Kate had obviously sidestepped the border of friendly and personal, but if it was considered, that boundary had been crossed already when she had gotten that close to him physically.
"The first time," he confided, after a short inward debate. "I fought 'em, but they came anyway." He tightened his grip on her. "But you shouldn't cry this time. He's the one who lost somethin' special, Katie-girl."
It was amazing how warm he was in contrast to how frozen she had become for the night. She quickly brushed another tear away.
'The fact that she's a red-head is not helping my self-esteem, here,' she thought, and only when Gibbs asked what she meant did she realize that she had said it aloud. She tried to shrug it off, saying it meant nothing, but he wouldn't let her.
"Really Gibbs," she assured. "I'm fine. Except for the fact that William and the man I'm in love with prefer red-heads."
Gibbs knew Kate was tired, but not that tired. Her brain must have been shut off for her to have accidentally said two things she didn't want him to hear.
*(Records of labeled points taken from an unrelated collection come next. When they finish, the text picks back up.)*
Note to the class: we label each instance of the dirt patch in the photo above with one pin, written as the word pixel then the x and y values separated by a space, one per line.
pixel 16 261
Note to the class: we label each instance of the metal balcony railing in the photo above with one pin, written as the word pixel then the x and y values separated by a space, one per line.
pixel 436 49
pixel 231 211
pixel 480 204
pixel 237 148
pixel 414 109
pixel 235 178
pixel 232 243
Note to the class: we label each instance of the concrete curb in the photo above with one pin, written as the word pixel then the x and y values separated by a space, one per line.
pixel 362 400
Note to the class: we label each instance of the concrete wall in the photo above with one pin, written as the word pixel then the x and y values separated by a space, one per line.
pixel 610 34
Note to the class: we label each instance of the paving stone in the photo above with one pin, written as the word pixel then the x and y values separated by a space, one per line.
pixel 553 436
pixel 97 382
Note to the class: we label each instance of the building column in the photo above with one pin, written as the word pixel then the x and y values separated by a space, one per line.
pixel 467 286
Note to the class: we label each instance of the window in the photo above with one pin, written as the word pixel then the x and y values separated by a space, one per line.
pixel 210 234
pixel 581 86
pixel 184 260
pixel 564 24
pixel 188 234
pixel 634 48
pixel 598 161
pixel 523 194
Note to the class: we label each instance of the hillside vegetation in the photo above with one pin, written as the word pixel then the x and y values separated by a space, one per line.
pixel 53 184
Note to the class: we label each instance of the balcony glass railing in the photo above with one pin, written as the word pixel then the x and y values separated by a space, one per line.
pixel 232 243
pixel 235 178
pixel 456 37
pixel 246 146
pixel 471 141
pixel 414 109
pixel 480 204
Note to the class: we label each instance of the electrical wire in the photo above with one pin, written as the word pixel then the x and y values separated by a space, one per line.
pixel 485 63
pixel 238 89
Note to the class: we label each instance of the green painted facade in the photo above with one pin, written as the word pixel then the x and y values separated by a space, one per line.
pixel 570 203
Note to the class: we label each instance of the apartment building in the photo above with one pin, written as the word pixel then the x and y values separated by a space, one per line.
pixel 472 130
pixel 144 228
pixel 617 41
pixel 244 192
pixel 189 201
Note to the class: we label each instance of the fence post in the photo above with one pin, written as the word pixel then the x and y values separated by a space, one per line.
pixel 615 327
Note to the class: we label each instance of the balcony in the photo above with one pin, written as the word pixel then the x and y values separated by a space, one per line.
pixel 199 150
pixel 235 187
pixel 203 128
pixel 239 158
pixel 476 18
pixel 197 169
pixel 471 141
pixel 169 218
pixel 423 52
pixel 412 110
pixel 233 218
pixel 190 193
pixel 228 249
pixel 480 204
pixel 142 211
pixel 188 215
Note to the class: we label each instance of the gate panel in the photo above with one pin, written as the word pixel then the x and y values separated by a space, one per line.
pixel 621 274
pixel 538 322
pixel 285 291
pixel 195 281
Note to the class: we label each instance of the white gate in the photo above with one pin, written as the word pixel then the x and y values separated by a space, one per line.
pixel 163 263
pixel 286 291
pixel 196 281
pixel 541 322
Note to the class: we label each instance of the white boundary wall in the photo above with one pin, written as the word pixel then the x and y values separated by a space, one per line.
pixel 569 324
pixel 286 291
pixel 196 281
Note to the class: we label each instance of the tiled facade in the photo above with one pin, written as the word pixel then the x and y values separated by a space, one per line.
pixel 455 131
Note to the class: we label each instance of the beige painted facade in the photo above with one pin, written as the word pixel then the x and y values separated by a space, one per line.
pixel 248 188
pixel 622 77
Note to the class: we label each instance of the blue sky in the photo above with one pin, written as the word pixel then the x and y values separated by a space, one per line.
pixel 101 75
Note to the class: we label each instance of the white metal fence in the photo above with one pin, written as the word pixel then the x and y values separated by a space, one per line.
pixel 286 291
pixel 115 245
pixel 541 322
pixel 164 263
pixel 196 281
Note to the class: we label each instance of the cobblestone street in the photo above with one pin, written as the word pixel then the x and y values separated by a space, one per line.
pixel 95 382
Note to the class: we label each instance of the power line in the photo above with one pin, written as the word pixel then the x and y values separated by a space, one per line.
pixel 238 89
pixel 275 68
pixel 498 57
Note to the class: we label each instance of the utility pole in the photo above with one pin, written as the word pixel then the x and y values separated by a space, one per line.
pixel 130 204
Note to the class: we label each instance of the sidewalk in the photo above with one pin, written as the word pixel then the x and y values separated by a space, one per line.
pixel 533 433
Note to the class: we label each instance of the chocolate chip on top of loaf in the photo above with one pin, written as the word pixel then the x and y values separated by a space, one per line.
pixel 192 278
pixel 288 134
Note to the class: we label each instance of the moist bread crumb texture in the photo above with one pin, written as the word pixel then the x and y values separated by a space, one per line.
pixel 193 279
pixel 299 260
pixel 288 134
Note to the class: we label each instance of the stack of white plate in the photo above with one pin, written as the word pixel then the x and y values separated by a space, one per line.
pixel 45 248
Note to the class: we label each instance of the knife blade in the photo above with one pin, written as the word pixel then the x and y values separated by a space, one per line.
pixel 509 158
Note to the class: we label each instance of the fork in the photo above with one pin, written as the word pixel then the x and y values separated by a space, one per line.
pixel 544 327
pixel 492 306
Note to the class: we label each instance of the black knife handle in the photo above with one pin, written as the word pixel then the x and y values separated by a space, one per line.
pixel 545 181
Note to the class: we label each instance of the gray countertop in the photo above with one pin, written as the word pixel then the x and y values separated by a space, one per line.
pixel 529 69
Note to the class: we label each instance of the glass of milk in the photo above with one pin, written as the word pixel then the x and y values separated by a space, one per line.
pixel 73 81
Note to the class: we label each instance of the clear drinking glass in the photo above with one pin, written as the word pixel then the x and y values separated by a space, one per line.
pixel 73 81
His eyebrows went up.
"Does he now?"
She squeezed her eyes shut. Why did she keep doing that?
"Gibbs…"
"Maybe he should switch to brunettes," he told her, responding instantly to her hesitant voice. "They're better."
His lips were right by her ear, his tone low and seductive. She was finding it difficult to breathe and she straightened as she realized what position she was in. She was in the office at now 3:30, alone with the former marine who was her boss and the man she was in love with. She started to wonder if the slight unease yet exhilarating expectation of the moment was mutual.
"Do you have any experience backing that up?" she teased apprehensively, hoping she was right about what he was saying.
"I'm in love with one." He was smiling now, and she returned it, knowing she had been right. "Does that count?"
"It depends." Kate was very glad she had chosen to come here, even if she didn't know what had drawn her. "Is she any different from the women you actually married?"
"Yep," he answered immediately, then contemplated for a moment. "I know I can trust her. She's as focused and dedicated as I am. She's more important than work."
The last one surprised Kate, and Gibbs was shocked that he had admitted it. In his relationships, and in his life in general, his job almost always came first. But not this time. This time she was everything to him, and he was even sure she felt that strongly about him.
She turned to look up at him, and his soft smile was genuine, proofing, even to Kate the Profiler, that he was telling the truth and he knew it too.
"So, Agent Todd," he whispered, smirking. "Do you think the smell of sawdust is sexy?"
Kate laughed, recalling what Abby had told her that their boss had said about women he dated. She leaned in and kissed him, giving him the answer he needed to both the voiced and silent questions. Kate was grinning as the need for air separated them. Finally her man preferred brunettes.
A/N: You know, after reading this a few times, I've come to notice its irony. I mean, I'm practically dissing red-heads in this one, and I'm a red-head. Well, sort of. Anyways, hope you enjoyed it. Thanks!